A trainare l’economia belga, come per tutti gli stati ad economia avanzata, è il settore dei servizi, che vede la presenza sul territorio nazionale di molte compagnie straniere. I maggiori settori di produzione dell’industria sono invece quelli dei prodotti chimici (inclusi i farmaceutici) e dell’ingegneria leggera (componenti auto, apparecchiature elettroniche, ecc.).
Il Belgio è dipendente in misura significativa dalle importazioni di energia, che nel 2010 arrivavano a coprire il 73% del suo consumo primario.
La maggior parte della domanda energetica interna è coperta dall’importazione di petrolio e dei suoi derivati, seguita da quella di gas naturale. Il paese dispone attualmente di cinque centrali nucleari attive, (due ora spente per motivi di sicurezza), ma deve comunque comprare all’estero una quota rilevante di elettricità. Il governo belga ha inoltre annunciato, per i prossimi anni, una graduale uscita dal nucleare,
La capacità di trasferimento elettrico dall’estero è tuttavia ancora limitata: per questo il Belgio sta attualmente cooperando con Francia e Paesi Bassi con l’obiettivo di creare un mercato regionale dell’elettricità più efficiente e di accelerare la costruzione di nuove infrastrutture interstatali per il trasporto dell’energia elettrica.
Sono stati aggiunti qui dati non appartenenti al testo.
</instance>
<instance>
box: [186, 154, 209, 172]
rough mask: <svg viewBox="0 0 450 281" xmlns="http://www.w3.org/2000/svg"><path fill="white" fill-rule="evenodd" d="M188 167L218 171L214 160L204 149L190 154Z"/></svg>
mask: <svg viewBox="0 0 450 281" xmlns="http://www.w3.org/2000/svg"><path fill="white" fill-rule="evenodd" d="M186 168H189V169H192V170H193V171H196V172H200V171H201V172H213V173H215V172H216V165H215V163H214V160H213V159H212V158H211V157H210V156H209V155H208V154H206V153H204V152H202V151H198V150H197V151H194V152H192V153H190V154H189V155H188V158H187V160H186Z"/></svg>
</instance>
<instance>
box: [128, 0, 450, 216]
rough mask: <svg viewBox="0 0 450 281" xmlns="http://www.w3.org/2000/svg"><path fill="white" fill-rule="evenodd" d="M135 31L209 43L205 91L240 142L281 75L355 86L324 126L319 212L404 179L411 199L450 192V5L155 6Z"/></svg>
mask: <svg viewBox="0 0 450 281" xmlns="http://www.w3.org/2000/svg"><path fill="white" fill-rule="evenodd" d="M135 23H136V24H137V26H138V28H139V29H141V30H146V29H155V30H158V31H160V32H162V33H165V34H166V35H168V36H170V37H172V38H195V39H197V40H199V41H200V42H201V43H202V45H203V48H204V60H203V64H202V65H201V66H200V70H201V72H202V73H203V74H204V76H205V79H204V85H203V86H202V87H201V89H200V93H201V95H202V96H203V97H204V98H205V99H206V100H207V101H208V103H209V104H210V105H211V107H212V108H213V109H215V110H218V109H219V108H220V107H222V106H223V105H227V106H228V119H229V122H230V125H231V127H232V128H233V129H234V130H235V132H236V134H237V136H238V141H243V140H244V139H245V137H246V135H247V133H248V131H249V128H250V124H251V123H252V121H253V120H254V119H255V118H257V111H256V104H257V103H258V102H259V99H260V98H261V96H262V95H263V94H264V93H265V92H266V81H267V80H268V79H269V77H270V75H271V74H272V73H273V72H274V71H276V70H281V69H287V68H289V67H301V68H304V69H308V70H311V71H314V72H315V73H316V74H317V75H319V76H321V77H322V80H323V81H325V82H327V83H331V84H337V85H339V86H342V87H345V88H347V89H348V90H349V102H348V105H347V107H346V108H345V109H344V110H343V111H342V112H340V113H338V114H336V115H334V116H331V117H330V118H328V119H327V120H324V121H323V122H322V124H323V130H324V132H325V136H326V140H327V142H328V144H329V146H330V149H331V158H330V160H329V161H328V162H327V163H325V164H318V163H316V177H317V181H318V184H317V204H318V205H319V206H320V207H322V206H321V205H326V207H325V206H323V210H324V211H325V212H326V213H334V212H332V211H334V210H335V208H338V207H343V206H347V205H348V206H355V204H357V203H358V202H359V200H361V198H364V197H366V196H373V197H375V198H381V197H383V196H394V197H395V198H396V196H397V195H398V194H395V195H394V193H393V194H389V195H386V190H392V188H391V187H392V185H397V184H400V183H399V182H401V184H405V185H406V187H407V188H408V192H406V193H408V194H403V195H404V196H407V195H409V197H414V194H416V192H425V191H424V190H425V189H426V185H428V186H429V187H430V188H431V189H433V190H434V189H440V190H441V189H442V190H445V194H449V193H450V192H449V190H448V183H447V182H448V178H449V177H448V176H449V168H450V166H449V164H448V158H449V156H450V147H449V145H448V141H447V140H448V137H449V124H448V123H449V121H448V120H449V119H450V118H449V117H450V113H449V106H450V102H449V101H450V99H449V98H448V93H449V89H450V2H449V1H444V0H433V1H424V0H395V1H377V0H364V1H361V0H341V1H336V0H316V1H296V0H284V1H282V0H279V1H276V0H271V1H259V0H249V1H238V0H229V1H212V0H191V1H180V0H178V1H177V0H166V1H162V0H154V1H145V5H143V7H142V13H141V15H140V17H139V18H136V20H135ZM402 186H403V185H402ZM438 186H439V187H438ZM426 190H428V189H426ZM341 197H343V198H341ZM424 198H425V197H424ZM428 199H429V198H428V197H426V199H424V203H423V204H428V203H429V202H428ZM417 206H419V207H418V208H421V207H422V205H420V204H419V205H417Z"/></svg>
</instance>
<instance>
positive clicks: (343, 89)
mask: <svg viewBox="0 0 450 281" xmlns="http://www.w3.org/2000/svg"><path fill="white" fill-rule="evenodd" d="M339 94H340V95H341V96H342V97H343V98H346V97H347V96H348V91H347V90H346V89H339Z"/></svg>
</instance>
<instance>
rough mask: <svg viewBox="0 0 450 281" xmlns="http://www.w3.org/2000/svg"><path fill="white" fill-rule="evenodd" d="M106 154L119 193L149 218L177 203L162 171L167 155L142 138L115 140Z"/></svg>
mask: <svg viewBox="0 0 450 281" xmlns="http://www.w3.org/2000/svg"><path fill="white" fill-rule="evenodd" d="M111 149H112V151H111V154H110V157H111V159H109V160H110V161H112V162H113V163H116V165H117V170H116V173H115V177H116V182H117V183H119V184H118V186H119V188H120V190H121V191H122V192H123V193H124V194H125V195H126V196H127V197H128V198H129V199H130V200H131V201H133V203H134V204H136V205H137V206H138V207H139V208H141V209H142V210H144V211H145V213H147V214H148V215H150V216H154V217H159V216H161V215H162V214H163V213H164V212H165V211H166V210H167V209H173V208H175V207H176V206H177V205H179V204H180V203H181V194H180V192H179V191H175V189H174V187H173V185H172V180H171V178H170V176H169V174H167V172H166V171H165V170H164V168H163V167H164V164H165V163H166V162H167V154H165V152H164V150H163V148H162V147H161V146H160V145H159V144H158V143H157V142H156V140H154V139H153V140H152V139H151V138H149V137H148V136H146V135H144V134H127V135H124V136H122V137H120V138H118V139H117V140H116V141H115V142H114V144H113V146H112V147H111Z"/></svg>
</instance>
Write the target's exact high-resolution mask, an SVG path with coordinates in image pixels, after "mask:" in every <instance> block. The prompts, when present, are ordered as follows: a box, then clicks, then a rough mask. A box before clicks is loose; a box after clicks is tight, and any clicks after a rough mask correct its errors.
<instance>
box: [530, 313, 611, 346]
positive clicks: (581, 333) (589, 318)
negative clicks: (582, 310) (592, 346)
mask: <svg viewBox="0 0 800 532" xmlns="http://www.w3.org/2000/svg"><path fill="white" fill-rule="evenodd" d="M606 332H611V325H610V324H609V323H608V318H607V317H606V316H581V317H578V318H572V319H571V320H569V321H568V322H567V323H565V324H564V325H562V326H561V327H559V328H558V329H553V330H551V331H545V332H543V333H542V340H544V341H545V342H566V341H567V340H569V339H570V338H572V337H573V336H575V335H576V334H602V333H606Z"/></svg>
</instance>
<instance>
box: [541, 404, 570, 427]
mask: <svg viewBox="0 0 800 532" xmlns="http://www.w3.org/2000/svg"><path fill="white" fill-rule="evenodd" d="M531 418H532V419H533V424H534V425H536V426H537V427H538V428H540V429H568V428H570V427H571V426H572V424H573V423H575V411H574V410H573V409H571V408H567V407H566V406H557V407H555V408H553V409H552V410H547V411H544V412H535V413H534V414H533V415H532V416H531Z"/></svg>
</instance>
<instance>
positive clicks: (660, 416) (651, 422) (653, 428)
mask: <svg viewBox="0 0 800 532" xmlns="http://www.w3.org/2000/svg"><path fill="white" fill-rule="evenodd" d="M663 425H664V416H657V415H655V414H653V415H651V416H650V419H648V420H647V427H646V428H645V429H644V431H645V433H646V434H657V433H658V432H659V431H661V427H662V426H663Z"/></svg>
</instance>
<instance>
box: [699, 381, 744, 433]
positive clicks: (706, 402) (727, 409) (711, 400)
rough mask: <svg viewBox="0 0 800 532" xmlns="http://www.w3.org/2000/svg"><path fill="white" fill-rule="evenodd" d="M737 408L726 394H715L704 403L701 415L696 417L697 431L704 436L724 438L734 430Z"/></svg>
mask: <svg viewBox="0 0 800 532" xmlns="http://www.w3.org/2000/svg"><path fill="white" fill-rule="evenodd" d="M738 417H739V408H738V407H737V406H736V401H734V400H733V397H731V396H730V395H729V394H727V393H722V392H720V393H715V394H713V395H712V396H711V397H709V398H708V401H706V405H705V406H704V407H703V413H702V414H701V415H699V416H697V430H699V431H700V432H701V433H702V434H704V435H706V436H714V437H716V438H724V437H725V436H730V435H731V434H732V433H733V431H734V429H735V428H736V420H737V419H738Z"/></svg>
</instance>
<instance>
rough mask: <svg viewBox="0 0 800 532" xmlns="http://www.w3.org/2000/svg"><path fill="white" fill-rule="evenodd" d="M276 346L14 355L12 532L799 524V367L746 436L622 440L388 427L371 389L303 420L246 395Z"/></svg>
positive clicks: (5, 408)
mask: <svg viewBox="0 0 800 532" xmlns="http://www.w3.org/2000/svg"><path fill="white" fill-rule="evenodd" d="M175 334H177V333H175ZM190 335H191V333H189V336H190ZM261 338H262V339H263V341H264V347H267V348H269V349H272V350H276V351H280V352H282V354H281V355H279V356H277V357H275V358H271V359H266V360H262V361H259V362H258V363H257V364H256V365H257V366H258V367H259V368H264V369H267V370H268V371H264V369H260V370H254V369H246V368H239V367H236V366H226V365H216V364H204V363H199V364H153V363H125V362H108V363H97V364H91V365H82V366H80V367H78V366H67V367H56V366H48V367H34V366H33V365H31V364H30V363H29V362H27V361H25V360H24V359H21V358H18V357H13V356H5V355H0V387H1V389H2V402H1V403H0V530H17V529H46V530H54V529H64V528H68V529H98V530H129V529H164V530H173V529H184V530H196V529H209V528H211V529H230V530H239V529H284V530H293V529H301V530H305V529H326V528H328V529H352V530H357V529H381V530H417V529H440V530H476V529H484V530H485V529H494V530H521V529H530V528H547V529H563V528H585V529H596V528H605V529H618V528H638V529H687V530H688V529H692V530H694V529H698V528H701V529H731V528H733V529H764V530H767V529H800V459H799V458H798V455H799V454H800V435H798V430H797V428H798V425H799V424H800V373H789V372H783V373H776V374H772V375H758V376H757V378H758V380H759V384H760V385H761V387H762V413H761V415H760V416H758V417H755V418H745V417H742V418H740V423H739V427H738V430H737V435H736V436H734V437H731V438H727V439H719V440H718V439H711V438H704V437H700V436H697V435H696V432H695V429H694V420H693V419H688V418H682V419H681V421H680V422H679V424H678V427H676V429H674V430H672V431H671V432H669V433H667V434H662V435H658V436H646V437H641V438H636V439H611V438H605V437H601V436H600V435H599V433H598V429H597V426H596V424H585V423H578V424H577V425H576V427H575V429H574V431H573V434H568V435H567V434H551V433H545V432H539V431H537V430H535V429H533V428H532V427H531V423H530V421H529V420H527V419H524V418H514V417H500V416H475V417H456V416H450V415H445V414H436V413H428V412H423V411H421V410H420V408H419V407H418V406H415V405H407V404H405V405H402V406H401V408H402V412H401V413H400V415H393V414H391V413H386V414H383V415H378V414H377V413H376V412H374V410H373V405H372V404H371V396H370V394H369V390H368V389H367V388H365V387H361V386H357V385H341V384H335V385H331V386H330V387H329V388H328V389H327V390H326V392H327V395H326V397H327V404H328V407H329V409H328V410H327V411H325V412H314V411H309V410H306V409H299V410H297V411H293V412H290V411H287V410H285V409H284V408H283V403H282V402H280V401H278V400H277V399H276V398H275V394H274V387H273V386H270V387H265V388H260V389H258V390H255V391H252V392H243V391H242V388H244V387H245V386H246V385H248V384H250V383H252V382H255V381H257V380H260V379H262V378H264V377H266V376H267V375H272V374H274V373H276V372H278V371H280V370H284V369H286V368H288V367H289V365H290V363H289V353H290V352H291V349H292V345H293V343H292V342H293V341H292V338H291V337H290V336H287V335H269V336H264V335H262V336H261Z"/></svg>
Il Belgio sta progressivamente rafforzando i settori ad alto contenuto tecnologico. In tale ottica, cresce la presenza di parchi scientifici, centri di ricerca, laboratori, università e ‘business park’ in tutto il paese. Ciò, unitamente all’efficienza della forza lavoro, fa sì che la produttività manifatturiera sia superiore alla media europea.
Difesa e sicurezza
Abbandonata la politica della neutralità permanente a seguito dell’invasione tedesca del 1914, e dopo essere stato occupato una seconda volta durante la Seconda guerra mondiale, dal dopoguerra il Belgio non ha più riscontrato gravi minacce alla sicurezza nazionale.
Negli ultimi anni l’elevato indebitamento, gli effetti della crisi economica e le preoccupazioni per l’instabilità interna hanno indotto il paese a contenere le spese per la difesa. Le misure d’austerità prese nell’ottobre 2009 prevedono infatti tagli agli armamenti, e si sta procedendo alla progressiva chiusura di 23 basi e alla riduzione del reclutamento militare.
L’impegno internazionale del paese rimane tuttavia significativo. Le truppe belghe affiancano infatti gli eserciti francese, tedesco e spagnolo negli Eurocorps, contingente Eu acquartierato a Strasburgo. Partecipano inoltre alle missioni di pace delle Nazioni Unite nella Repubblica democratica del Congo (Monuc) – ex colonia belga – e in Libano (Unifil) e a quelle della Nato in Afghanistan (Isaf) e in Kosovo (Kfor). Dal 1977, il Quartier generale delle Forze Alleate della Nato in Europa (Shape) ha sede a Mons, nel sud del Belgio, ed è il luogo deputato all’organizzazione delle operazioni militari coordinate. Infine, a conferma dell’indole cooperativa belga e dei tradizionali rapporti di buon vicinato che il paese intrattiene nell’ambito del Benelux, vi è la costituzione di una flotta navale comune con i Paesi Bassi.
I gruppi politici cristiano-democratico, liberale e socialista, nelle due declinazioni fiamminga e francofona, rappresentano le maggiori forze politiche del Belgio.
Attualmente in Belgio si contano sei assemblee legislative per 11 milioni di abitanti, e 14 partiti nel parlamento federale (che riunisce i rappresentanti di Fiandre e Vallonia).
In occasione delle elezioni amministrative dell’ottobre del 2012 la rivalità tra le Fiandre separatiste e la Vallonia, che si è dimostrata capace di paralizzare l’intero sistema politico belga, si è moltiplicata all’infinito.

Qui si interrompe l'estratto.